О да! Боске - великолепный воин! И какой молодец! Подумайте только - в тридцать восемь лет командовал бригадой, вот уже почти год, как он - командир дивизии, а ему еще нет сорока четырех! Высокий, стройный, сильный, его энергичное лицо сразу внушает доверие и симпатию. Нетрудно догадаться - его широкие жесты, огненный взгляд, гасконский выговор, в котором слышались раскаты грома, увлекали за собой людей.
Да, он был великолепен, он вел за собой солдат, а храбрость его вошла в пословицу: "Храбр, как Боске!" О, это красивое, такое французское имя, эти два слога, которые так легко произносятся и остаются в памяти навсегда: Бос-ке!
Впрочем, дело не в имени, ведь имя человек создает себе сам, а Боске по праву слыл героем. Он хотел бы унять энтузиазм, вызванный его появлением, - все эти крики, возгласы, здравицы!..
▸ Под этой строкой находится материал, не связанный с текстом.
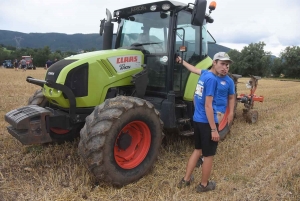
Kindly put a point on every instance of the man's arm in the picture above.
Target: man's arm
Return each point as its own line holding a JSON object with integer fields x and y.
{"x": 210, "y": 117}
{"x": 190, "y": 67}
{"x": 231, "y": 102}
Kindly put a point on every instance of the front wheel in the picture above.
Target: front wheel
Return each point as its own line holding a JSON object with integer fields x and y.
{"x": 121, "y": 139}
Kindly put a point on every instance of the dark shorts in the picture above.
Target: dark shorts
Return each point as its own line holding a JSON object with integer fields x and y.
{"x": 202, "y": 134}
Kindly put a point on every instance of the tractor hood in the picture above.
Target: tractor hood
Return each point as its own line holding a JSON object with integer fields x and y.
{"x": 90, "y": 75}
{"x": 120, "y": 60}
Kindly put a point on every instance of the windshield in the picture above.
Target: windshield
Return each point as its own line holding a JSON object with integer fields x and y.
{"x": 148, "y": 31}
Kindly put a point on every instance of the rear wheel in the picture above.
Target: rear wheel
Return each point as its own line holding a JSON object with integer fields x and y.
{"x": 121, "y": 139}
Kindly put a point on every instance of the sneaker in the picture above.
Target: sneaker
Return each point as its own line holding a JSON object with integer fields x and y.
{"x": 211, "y": 185}
{"x": 200, "y": 161}
{"x": 184, "y": 183}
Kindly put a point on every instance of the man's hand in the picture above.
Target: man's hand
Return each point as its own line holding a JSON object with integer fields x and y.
{"x": 230, "y": 118}
{"x": 215, "y": 136}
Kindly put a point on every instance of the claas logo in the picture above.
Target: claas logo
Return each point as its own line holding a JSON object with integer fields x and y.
{"x": 126, "y": 59}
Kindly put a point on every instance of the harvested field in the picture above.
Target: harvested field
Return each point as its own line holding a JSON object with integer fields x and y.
{"x": 254, "y": 162}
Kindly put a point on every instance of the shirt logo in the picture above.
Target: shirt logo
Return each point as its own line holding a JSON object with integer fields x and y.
{"x": 223, "y": 83}
{"x": 126, "y": 59}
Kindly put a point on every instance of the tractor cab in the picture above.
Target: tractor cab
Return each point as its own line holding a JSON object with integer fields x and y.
{"x": 161, "y": 30}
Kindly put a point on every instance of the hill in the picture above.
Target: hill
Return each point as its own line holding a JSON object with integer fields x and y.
{"x": 67, "y": 42}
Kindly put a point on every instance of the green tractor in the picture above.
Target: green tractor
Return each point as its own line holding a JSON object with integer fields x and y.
{"x": 121, "y": 99}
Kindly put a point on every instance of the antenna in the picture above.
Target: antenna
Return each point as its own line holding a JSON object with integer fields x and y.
{"x": 18, "y": 42}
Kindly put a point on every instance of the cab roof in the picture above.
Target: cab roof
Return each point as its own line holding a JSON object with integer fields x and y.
{"x": 144, "y": 8}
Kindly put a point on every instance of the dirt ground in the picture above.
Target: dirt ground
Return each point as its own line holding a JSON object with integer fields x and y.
{"x": 254, "y": 162}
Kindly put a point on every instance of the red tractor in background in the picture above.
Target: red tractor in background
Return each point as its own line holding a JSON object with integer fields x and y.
{"x": 29, "y": 62}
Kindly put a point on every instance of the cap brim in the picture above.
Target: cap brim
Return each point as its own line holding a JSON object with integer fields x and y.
{"x": 226, "y": 60}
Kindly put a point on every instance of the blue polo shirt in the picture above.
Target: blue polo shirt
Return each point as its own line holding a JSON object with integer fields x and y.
{"x": 225, "y": 88}
{"x": 206, "y": 86}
Зуавы топали ногами, махали руками, подкидывали фески в воздух и кричали в тысячу глоток: "Да здравствует Боске!.." Он хотел проверить, сытно ли они поели. Полные котелки и запахи кухни успокоили командира. Проходя мимо маркитантов, он дружески поздоровался с Буффариком, которого знал уже пятнадцать лет:
- Добрый день, старина Буффарик!
Старейший из сержантов покраснел от удовольствия, из его патриаршей бороды вырвался клич:
- Да здравствует Боске! - И, когда гордый профиль любимого командира уже исчез из виду, Буффарик добавил: - Какой молодец! Орел!.. За такого голову сложить - счастье! А пока выпьем за его здоровье!
Мариус чокнулся с Жаном и, опрокинув стакан, воскликнул:
- Это еще что?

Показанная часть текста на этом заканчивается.